When I was very young I was taught that to be a ‘good’ child I had to be ‘nice’ to my brothers and sisters. The two adjectives were interchangeable. Then when I was in middle school the shared synonymy of the two words was sundered.
I was shooting pool at the YMCA in Wilmington when I overheard some older boys – excited as though suddenly enlightened by some gnostic revelation – boast their new understanding that “there are good girls and then there are nice girls.” In my sheltered mind, linguistic integrity was shattered.
Curiously, this recollection came to mind last week at the bank where I work. Tanya, a recently hired woman who delivers our mail, surprised us one morning when she appeared with a beautiful one-year old toddler in her arms.
When I admired the child, Tanya explained that he wasn’t her son but rather the son of a good friend. Instead, she said with obvious pride, he was her godson. Sensing congratulations were in order I said: “Oh, when was he baptized?”. Somewhat puzzled by the irrelevance of the question, Tanya replied: “Oh, he’s not baptized.”

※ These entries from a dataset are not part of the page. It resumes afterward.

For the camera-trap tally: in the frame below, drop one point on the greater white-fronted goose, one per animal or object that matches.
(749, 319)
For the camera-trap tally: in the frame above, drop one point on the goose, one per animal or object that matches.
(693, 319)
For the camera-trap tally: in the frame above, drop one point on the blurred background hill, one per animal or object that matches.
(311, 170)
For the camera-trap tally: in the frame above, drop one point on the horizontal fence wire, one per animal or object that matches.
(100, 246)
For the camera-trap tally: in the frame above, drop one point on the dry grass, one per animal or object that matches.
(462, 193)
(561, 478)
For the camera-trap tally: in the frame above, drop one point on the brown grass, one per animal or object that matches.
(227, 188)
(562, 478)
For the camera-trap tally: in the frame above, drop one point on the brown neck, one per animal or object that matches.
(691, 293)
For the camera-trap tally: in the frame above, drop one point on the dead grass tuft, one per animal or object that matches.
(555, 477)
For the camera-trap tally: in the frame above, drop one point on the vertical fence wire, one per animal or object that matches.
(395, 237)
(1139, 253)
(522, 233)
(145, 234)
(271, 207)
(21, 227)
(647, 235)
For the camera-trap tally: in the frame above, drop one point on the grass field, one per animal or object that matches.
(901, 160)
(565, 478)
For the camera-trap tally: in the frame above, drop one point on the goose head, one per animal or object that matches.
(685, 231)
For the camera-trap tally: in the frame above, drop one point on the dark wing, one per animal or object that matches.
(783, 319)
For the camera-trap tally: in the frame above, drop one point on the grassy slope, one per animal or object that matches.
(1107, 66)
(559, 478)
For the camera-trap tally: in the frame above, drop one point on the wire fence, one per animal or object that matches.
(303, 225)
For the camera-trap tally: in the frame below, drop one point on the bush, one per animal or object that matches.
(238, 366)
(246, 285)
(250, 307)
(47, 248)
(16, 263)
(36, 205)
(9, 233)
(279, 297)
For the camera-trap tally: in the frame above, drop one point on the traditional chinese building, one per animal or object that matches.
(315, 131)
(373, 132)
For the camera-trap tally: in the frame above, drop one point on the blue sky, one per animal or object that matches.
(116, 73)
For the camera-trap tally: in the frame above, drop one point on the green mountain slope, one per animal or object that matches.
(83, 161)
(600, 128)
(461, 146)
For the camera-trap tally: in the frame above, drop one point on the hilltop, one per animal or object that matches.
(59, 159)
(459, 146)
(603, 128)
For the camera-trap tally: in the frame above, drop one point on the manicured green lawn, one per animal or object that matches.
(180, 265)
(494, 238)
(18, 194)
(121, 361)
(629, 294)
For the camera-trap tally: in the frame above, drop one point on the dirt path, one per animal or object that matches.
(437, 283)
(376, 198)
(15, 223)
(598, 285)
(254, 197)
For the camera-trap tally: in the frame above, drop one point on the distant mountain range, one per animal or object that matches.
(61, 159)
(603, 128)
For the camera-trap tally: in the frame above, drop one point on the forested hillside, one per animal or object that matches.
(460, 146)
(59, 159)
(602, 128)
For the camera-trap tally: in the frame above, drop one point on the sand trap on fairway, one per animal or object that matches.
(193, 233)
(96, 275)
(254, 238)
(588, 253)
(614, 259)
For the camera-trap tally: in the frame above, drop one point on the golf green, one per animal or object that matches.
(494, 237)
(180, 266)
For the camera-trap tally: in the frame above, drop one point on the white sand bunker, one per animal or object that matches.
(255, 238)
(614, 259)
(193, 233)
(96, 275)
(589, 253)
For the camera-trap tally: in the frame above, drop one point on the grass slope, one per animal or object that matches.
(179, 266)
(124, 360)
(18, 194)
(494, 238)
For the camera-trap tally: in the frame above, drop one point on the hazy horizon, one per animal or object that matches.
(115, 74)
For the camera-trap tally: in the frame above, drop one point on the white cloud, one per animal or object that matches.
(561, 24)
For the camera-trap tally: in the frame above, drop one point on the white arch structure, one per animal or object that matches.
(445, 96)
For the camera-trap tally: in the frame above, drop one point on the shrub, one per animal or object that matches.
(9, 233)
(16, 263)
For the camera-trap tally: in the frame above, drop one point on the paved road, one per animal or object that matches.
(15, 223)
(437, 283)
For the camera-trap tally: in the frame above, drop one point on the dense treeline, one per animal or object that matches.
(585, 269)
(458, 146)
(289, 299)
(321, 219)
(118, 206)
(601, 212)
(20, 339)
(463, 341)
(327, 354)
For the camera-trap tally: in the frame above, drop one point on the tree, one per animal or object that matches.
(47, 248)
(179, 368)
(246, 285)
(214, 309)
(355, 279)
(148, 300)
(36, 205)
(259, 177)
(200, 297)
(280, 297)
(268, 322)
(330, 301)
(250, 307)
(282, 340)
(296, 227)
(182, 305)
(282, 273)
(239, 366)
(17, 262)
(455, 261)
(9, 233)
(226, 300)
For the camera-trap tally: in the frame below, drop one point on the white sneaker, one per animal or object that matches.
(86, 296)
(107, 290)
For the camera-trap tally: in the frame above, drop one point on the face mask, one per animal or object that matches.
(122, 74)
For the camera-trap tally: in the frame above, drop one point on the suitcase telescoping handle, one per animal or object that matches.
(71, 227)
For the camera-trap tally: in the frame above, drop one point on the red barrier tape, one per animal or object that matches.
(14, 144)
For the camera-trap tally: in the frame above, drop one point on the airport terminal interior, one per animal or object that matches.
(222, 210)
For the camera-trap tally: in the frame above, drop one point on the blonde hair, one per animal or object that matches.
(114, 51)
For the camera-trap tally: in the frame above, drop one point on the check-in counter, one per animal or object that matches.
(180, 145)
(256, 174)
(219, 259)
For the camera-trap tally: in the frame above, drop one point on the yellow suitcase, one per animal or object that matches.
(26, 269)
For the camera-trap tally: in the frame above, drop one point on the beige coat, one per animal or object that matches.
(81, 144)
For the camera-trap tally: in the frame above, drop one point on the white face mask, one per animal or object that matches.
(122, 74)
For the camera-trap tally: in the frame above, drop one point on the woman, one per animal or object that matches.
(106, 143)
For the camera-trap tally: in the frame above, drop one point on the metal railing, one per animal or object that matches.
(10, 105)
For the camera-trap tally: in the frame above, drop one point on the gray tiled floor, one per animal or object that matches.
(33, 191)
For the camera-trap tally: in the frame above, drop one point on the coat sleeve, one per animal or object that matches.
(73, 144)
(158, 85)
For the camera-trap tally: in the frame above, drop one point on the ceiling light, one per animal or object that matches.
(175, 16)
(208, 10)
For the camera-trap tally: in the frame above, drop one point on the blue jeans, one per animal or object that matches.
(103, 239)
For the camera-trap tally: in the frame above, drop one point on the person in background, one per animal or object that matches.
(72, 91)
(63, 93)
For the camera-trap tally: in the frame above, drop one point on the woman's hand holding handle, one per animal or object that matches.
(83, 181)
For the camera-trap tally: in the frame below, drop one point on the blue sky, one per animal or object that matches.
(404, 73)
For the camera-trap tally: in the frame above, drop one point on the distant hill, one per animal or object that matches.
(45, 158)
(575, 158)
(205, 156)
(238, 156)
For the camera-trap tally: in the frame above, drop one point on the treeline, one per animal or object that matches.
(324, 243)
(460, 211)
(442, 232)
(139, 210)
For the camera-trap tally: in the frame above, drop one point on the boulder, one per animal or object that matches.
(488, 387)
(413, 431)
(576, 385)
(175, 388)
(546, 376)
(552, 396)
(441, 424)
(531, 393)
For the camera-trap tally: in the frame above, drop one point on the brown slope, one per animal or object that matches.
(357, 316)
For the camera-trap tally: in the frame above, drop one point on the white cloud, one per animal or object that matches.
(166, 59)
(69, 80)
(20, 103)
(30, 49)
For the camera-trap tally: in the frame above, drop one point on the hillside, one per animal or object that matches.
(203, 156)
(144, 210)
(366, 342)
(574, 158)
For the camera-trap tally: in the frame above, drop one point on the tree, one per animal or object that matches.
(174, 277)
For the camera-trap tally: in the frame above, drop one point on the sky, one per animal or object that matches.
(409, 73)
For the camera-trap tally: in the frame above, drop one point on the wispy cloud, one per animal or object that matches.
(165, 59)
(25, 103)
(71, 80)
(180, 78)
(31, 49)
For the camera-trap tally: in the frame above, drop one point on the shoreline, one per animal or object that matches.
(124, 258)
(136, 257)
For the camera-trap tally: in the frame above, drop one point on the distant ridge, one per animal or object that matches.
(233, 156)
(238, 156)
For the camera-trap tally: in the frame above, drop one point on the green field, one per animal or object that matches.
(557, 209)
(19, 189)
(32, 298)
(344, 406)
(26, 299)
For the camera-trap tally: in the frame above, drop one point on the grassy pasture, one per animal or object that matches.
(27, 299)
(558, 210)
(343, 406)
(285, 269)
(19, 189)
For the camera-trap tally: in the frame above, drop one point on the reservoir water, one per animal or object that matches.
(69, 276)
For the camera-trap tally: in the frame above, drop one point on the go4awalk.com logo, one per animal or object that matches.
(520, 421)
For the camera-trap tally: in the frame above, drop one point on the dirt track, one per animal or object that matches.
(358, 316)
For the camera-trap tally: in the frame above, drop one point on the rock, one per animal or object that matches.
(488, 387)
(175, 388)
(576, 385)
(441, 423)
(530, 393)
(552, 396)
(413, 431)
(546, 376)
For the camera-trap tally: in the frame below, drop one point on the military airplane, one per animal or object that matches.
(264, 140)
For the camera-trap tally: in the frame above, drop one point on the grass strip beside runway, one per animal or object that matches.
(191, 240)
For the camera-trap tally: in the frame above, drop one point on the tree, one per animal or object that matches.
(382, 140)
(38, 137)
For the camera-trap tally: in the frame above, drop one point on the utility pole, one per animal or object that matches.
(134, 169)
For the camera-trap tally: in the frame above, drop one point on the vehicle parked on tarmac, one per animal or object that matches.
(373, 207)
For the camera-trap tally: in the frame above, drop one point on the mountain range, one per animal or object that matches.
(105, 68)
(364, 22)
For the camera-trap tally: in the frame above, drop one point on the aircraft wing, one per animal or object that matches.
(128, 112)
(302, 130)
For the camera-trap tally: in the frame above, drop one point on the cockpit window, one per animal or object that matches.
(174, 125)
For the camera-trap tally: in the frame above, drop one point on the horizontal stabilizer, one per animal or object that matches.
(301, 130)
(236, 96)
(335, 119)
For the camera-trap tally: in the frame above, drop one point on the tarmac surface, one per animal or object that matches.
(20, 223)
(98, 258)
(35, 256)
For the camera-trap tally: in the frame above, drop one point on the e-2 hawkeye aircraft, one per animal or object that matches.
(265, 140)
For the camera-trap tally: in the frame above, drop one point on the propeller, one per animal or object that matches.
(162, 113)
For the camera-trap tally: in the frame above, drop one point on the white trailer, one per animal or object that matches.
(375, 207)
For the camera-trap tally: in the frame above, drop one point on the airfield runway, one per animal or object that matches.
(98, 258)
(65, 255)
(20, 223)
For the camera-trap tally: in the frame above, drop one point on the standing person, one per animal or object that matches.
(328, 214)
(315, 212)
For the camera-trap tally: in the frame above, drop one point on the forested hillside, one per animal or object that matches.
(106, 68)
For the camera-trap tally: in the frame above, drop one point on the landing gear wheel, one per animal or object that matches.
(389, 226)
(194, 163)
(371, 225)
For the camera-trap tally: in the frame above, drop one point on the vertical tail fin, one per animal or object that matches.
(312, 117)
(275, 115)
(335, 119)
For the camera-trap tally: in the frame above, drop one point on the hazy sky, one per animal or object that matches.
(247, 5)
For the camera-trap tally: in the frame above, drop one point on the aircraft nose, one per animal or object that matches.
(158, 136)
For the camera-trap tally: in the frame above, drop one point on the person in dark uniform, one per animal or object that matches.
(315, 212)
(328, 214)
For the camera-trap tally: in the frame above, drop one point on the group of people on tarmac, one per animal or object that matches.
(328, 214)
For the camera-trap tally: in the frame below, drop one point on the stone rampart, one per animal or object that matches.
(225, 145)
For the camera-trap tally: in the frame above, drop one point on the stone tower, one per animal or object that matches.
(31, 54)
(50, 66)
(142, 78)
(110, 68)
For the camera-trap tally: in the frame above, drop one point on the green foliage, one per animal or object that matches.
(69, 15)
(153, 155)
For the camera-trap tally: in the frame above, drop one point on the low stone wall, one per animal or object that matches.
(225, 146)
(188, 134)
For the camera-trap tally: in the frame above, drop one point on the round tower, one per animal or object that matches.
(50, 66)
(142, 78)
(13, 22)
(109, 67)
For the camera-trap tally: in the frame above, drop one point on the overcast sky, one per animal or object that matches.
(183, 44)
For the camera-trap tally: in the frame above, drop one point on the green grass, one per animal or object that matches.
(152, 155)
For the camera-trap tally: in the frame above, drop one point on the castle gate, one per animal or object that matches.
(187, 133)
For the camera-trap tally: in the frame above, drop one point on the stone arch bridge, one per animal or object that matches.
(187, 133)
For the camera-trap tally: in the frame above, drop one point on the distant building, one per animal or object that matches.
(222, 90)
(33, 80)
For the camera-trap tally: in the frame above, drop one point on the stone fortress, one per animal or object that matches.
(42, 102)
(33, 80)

There is something more than linguistic integrity being compromised here. What makes one a godmother is her participation in the rite of baptism. Evidently, the definition of ‘godparent’ has become so fluid this once essential sacramental requirement can be ignored. This cavalier reinterpretation of words associated with the sacred is disturbing.
Perhaps to a certain extent fluidity of meaning results from the natural dynamism of linguistic evolution. For example, consider the words ‘awesome’ and ‘fantastic’ which originally had very different meanings than their connotations today. But, it seems to me the mutability of meaning – especially in words relating to the sacred and the moral – is now more evident, and even sinister. This trend is certainly facilitated by our capacity for instant and limitless communication.
However, there may be more to it. Maybe there is some social engineering going on. Think of how the word ‘gender’ – once a construct relegated to grammar books – used to have only three possible interpretations. Now, appropriated by the social elite, the word suddenly has five possible meanings which conveniently accommodate today’s novel concept of sexuality.
Or, consider the word ‘Christians.’ No longer limited to those who recognize the divinity of Jesus Christ, the term is now self-referentially used by those who deny his divinity but for reasons of social propriety claim to embrace his teaching.
Misguided though they are, the expanded meanings of words like these are becoming universally popularized and are therefore universally accepted as legitimate.
This is where we need to ponder the ‘Gadarene Swine Fallacy’ and employ the ‘sensus fidei’ solution.
Will we, like those unfortunate swine in the synoptic Gospels, be mindlessly swept up in the thoughtless rush of much of society and hurl ourselves to a precipitous end? Will we learn too late that an unreflecting majority is not necessarily right?
Or will we – in the fluid and ever oncoming waves of change – exercise our obligations as Christians and listen to St. Paul’s admonition to ‘test everything’ in the light of the Gospel and tradition to discern what is true and sane?
Dana Robinson is chair of the board of trustees of the National Catholic Community Foundation.